Situé à la latitude du tropique Nord, le Sahara s’étend, de l’océan Atlantique à la mer Rouge, sur 8 millions de km2 (près de 15 fois la France) et sur dix pays : c’est le plus grand désert chaud du monde. Sans eau, la vie animale et les cultures sont impossibles. Pourtant, les déserts ne sont pas totalement vides d’hommes. Comment ces derniers parviennent-ils à vivre dans un tel milieu ?

Un milieu aride

  • Dans le désert, les précipitations annuelles sont inférieures à 250 mm par an.
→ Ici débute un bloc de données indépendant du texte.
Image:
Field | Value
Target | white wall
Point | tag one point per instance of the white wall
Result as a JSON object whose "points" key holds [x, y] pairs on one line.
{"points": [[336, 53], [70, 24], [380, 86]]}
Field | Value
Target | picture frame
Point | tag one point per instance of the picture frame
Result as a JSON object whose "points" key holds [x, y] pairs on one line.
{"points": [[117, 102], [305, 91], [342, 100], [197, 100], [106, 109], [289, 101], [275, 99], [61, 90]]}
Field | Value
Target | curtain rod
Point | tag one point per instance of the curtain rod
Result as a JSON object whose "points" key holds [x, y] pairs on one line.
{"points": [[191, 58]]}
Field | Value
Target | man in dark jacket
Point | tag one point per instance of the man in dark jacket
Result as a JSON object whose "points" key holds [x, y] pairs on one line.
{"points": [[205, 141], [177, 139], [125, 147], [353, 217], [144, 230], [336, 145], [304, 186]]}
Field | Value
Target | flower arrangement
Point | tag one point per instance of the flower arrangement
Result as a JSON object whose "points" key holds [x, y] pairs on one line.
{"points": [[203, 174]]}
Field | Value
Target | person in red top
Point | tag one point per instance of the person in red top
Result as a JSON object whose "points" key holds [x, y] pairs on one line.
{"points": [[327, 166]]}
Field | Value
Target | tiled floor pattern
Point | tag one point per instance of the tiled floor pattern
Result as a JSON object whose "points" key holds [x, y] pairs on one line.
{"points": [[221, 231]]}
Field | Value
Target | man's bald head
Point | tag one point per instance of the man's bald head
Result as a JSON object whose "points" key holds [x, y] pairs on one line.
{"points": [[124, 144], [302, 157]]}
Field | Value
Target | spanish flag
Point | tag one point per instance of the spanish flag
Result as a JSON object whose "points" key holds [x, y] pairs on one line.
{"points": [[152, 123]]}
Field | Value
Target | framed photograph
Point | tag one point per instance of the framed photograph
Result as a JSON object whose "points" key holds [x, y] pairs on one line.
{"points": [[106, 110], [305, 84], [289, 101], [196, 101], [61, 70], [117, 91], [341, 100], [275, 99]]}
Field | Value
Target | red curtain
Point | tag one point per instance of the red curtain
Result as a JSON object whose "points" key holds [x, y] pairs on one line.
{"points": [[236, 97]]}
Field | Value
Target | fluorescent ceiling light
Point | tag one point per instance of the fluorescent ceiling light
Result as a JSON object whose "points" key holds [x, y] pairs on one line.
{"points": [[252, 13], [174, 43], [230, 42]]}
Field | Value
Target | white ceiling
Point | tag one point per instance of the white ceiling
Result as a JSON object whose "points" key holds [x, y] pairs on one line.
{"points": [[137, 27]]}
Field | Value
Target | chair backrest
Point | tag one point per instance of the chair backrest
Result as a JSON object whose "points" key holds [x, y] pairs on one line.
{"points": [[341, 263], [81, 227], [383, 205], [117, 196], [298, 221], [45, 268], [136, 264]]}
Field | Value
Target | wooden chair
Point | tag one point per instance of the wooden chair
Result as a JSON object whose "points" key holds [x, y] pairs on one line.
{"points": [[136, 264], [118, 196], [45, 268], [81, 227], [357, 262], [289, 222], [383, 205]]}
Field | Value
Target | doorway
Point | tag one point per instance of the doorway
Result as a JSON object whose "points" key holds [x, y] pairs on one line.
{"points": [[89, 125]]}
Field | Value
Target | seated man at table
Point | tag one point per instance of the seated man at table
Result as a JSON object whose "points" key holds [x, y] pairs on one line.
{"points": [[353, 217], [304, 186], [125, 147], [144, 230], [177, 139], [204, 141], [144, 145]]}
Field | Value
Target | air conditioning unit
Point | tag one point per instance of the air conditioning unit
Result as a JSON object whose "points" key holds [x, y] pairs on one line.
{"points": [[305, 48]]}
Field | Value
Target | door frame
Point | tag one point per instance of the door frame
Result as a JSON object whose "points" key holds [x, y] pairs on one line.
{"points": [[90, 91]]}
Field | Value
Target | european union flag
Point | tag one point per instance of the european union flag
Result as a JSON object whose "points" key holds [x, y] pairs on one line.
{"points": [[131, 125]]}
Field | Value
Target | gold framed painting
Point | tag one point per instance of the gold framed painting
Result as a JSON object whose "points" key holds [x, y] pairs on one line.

Les pluies sont rares et irrégulières. Le peu d’eau qui tombe s’évapore très vite car les températures dépassent les 20 à 30 °C. Le vent accentue encore cette aridité.
  • Les plantes ne peuvent survivre dans ce climat sec et torride. Le paysage se compose essentiellement de roches, de cailloux et de sable. On voit ainsi des ergs (des régions couvertes de dunes de sable, comme le Grand Erg occidental), et des regs (de vastes étendues planes, constituées de cailloux).
  • Les cours d’eau, les oueds, ont souvent leur lit complètement à sec ; l’arrivée de pluies exceptionnelles provoque alors des crues, brutales et dangereuses.

Un désert humain

Les habitants se concentrent dans les oasis, tandis que les nomades parcourent, pour survivre, de vastes espaces. Les 500 000 Touaregs du Sahara occupent un territoire de quelque 2,5 millions de km2. La densité de la population y est donc, en moyenne, très faible : moins d’un habitant au km2.

Une vie adaptée au désert

Les hommes du désert vivent en petits groupes, sous une grande tente. Ils se déplacent pour les besoins de leurs troupeaux et pour assurer le transport de marchandises.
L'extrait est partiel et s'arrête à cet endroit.